Raylan said, “They won’t stand for it being scalped down. It’s full of nature, animals, deer, ATV trails . . . You know the tree huggers’ll get up in arms.”
“You’re talkin about people motivated by their emotions,” Art said. “We’ll see how they fare against a coal company lawyer.”
“This woman the company’s sending?”
“Carol Conlan,” Art said.
“Five bucks she’s a ballbuster.”
“Her dad was a West Virginia miner. I’m told she grew up in coal camps and went on to Columbia for her law degree.”
It didn’t make sense to Raylan.
“Her dad’s a miner, what’s she doing workin for the company?”
“Ask her,” Art said. “You’re Ms.

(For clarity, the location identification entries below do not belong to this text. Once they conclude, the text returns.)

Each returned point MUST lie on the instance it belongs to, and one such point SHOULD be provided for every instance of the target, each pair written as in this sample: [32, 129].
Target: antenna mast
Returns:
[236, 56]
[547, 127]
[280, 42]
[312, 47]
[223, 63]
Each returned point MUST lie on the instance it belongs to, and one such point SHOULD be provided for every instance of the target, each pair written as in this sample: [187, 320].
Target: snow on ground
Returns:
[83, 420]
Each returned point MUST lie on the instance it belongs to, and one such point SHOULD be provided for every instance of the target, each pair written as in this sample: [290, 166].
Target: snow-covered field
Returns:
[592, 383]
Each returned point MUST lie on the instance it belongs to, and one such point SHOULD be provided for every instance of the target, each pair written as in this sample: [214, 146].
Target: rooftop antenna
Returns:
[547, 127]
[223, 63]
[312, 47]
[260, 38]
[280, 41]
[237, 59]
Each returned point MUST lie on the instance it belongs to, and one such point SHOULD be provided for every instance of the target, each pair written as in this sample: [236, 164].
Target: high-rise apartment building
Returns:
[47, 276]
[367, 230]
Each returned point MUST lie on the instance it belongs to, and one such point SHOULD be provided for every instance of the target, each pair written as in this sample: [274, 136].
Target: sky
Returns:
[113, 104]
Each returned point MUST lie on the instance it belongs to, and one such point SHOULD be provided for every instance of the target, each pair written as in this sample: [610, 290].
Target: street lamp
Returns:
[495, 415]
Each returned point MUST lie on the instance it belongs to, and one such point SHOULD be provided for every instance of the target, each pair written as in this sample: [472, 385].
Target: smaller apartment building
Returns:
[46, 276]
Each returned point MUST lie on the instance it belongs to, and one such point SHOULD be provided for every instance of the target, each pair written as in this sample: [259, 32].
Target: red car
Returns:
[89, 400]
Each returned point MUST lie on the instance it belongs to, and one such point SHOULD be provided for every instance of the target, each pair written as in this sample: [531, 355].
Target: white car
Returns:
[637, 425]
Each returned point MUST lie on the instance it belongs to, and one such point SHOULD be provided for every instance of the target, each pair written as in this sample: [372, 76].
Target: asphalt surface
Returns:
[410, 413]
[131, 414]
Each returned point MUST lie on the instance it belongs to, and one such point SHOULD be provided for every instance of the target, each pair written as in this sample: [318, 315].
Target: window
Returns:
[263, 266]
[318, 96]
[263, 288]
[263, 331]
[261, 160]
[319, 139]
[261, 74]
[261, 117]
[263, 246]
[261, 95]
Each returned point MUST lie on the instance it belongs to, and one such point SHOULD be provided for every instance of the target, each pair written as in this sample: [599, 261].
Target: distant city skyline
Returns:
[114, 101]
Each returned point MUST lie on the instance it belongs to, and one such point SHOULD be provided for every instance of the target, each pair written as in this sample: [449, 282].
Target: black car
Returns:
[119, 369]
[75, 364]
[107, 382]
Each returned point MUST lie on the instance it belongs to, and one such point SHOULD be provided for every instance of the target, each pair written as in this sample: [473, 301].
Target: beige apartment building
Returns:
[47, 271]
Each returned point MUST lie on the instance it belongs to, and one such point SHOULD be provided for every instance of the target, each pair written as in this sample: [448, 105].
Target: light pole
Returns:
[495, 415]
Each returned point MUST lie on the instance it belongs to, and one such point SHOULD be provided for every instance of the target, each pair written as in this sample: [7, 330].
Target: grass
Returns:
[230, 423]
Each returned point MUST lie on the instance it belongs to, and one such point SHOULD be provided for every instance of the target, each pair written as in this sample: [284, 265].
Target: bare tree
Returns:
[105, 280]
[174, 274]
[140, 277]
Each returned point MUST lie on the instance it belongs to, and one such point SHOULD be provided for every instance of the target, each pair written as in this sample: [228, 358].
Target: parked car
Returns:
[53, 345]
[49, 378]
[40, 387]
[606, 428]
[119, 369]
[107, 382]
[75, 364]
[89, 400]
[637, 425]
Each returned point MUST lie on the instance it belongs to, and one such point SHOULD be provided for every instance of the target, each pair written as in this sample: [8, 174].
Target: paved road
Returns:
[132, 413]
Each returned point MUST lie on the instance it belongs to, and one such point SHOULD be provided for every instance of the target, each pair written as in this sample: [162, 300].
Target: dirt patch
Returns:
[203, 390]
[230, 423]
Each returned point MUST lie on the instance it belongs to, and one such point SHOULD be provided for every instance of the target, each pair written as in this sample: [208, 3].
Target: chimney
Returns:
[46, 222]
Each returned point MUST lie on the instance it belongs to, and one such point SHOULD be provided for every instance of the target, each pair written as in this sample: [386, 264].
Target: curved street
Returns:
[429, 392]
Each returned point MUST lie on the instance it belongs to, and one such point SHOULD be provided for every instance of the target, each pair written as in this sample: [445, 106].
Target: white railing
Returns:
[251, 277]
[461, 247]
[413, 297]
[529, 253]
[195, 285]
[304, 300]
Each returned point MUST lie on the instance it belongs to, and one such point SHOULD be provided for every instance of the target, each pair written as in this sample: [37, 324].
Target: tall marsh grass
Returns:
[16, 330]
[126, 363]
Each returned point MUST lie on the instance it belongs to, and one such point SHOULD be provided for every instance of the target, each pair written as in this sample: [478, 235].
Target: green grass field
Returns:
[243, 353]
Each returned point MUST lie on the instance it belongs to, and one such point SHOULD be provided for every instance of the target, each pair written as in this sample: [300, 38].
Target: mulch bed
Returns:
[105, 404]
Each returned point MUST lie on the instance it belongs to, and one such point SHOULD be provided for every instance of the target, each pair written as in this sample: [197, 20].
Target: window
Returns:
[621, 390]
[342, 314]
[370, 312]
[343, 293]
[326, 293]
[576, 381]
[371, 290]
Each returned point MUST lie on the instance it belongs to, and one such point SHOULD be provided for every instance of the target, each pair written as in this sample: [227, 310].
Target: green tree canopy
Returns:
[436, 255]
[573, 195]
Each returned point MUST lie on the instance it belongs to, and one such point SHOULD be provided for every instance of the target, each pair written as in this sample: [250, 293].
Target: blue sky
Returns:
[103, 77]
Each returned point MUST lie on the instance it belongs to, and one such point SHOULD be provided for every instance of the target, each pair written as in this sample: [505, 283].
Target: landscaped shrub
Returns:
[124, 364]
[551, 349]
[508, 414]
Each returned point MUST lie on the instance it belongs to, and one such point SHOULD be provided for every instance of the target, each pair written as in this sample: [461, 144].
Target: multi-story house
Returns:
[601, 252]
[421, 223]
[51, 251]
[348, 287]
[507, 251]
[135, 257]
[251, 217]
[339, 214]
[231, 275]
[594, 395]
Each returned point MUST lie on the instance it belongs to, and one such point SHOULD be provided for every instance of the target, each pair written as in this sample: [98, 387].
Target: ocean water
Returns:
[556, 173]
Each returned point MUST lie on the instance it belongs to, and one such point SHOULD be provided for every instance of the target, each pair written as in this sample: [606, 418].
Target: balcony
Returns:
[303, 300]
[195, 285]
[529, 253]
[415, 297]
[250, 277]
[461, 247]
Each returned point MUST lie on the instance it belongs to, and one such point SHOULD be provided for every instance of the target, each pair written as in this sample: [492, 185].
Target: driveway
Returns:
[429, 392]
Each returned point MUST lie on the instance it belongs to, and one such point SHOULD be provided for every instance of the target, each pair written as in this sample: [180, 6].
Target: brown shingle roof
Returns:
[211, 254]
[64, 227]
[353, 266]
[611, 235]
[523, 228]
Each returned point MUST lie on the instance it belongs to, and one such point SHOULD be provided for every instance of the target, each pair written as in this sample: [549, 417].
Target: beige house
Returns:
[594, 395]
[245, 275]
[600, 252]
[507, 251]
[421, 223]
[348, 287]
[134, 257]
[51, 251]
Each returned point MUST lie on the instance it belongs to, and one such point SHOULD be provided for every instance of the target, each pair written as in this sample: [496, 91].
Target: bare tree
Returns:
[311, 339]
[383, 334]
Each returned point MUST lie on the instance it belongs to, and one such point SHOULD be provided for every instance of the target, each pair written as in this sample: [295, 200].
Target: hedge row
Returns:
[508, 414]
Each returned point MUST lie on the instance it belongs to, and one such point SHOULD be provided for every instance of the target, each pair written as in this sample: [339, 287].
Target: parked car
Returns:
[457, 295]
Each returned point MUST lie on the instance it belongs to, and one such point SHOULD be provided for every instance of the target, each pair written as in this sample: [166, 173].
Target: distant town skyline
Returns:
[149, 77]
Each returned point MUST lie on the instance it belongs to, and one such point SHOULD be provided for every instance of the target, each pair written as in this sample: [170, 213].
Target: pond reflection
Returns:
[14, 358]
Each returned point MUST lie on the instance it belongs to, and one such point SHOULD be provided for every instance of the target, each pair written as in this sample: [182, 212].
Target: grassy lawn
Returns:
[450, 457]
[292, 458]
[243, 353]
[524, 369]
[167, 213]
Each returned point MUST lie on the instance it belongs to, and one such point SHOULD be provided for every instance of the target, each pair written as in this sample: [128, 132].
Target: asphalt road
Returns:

Conlan’s security while she’s here. You’ll be in the limo with her, maybe driving. But you don’t say a word less she speaks to you. Otherwise keep your coal-miner-lovin mouth shut.”
“You’re givin me this,” Raylan said, “cause I went after the nurse on my own. Didn’t have time to call for backup.”
Art was shaking his head.
“Carol Conlan asked for you by name, and got a judge to request the chief deputy to okay it, as a favor. This lady can have state troopers, any amount of protection she wants, and she chose you, Raylan. Tell me why she’d do that?”
“She’s a vice president of a coal mine company, I guess she can have anything she wants.”
“But why you?”
“I don’t know.”
They followed a sweep of road that climbed across the side of the slope to the top of Looney Ridge. Art pointed to a bulldozer.
“The one Boyd used to dump the rock on Otis. Boyd said it must’ve taken a bad hop and hit his house.”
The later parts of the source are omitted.